Recalling her own disengagement with finances as a younger woman, Edwards says: “I didn’t have an arm-full of designer bags, I didn’t have anything worth much at all. I just had nothing to show for my money and no control. Every payday, I was crawling to the end and everything was always like a bit borrowed from last month, it was always a bit chaotic. I think a lot of people can relate to that.”
Edwards eventually had a “gradual penny dropping moment” – when “everybody was talking about their savings and I was like, ‘When were we saving?’ I didn’t know we were doing this. I just thought we were all a hot mess.”
For some younger adults, milestones such as getting on the property ladder or achieving the level of pay desired, can feel painfully out of reach.
“We don’t really have ownership over the traditional life path anymore,” says Edwards. “We don’t do it the way that maybe we thought that we would do it.
“I think that, combined with the rapid availability of non-essential but mostly affordable material things, gives us a sense of ownership, a sense of control. A lot of spending behaviour is treated like it’s frivolous, it’s greedy. But it’s often just a craving for control.”
Short-term debt and ‘buy now, pay later’ options “are really all adding to that”, she adds.
The lack of feeling connected to the future can bring about “this sort of ‘doom spending’ almost, because it feels like there’s no point”.
But, Edwards cautions: “That good feeling that you are buying, while it is real, it’s temporary.”
In the book, Edwards explores ways people could go about “reclaiming” their financial decisions.
“It’s often about learning to spend money on your own terms. Rather than stopping doing the spending at all, you can still do that, but on things that actually matter to you and in a way that leaves a little bit there for the future as well,” she suggests.
She highlights that “the distance between seeing something and owning it is incredibly short now” – and when shopping online: “You’ve got all this infrastructure that means you can just tap, tap, tap and you’ve checked out without even seeing your bank card, let alone your cash.”

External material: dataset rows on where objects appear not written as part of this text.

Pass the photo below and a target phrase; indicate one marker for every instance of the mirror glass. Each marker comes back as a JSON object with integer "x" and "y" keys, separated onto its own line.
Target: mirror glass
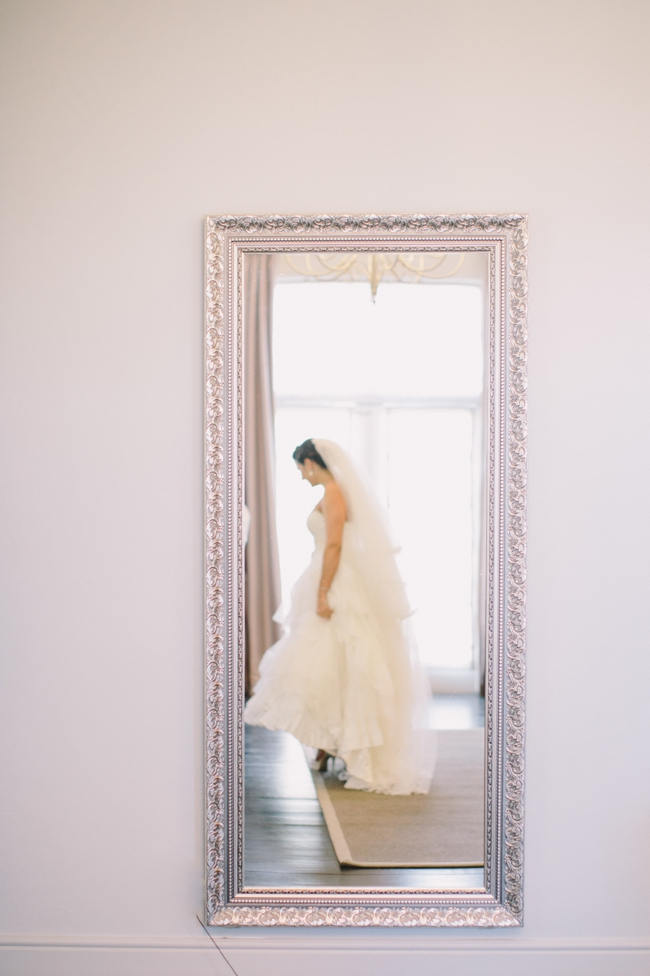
{"x": 384, "y": 354}
{"x": 365, "y": 594}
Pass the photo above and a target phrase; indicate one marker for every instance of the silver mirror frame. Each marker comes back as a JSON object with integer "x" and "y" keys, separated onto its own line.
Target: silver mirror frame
{"x": 500, "y": 901}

Edwards, who grew up in the UK but now lives in Australia, also explains a key spending rule.
“A lot of people use the ‘wait 24 hours before you buy something’ rule. I personally like to flip it and actually tell yourself that you CAN buy it tomorrow. Because what that does is trick your brain into thinking that you’re going to be able to buy it. But then when tomorrow rolls around, your emotions around that have self-neutralised.

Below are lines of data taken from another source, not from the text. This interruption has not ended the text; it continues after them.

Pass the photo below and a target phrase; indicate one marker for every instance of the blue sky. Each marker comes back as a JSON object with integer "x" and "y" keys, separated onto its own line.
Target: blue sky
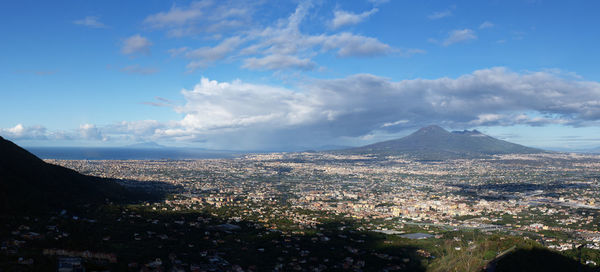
{"x": 295, "y": 74}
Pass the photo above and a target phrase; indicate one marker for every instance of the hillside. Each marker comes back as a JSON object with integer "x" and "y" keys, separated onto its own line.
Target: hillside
{"x": 436, "y": 143}
{"x": 29, "y": 184}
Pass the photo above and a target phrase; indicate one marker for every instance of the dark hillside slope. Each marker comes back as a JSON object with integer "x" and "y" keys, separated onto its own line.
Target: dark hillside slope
{"x": 29, "y": 184}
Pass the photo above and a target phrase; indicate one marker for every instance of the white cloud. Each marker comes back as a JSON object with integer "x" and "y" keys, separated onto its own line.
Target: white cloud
{"x": 348, "y": 44}
{"x": 20, "y": 132}
{"x": 278, "y": 62}
{"x": 365, "y": 104}
{"x": 91, "y": 132}
{"x": 281, "y": 45}
{"x": 136, "y": 44}
{"x": 90, "y": 21}
{"x": 246, "y": 115}
{"x": 343, "y": 18}
{"x": 486, "y": 24}
{"x": 202, "y": 17}
{"x": 440, "y": 14}
{"x": 137, "y": 69}
{"x": 204, "y": 56}
{"x": 459, "y": 35}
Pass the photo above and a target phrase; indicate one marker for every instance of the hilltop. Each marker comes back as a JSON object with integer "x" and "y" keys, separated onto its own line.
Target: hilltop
{"x": 436, "y": 143}
{"x": 27, "y": 183}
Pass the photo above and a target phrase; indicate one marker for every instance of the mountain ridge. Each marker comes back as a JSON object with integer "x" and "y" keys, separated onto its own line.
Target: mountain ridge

“And the heightened state isn’t quite as urgent anymore, you’ve realised that life will probably go on – and maybe actually you’d rather save that money for that wedding you’re going to, or that thing you want to do with your friends and family.”

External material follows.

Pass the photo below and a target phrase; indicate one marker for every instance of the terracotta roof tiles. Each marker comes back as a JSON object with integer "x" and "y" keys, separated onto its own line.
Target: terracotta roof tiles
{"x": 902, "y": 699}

Focusing on long-term goals – and being open about them with others – can also help.
“The big taboo of money has been a problem for a long time,” says Edwards. “When you know more about yourself and your finances, and why you do the things you do, you’re in a better place to have conversations with friends and family.”
Keeping visual cues for savings goals, such as a photo of a destination if you’re trying to build a holiday fund, may help people stay focused.
Recognising when you are trying to avoid reality is also key. “Where you’re just going, ‘I’ll deal with it later, I’ll deal with it later’ – and then you’re left in January with this big gap between your last payday and a much bigger credit card bill than you’re used to,” says Edwards. “Any point when you are avoiding, or going against what you know to be the best thing for you, is important to look at – at this time of year especially.”
Starting small can also help with growing financial confidence.
“The first thing you’ll notice is that there’s less urgency and less of that heightened emotion there, because you’re doing something that’s actually achievable,” says Edwards. “You’re not setting yourself up for self-sabotage.
“But when you do that over and over again, you’re building up the habit and building up self-efficacy in terms of your commitment to your finances, so when you get to the end of the month and you’ve done something every single week, then you can start to increase that a little bit.”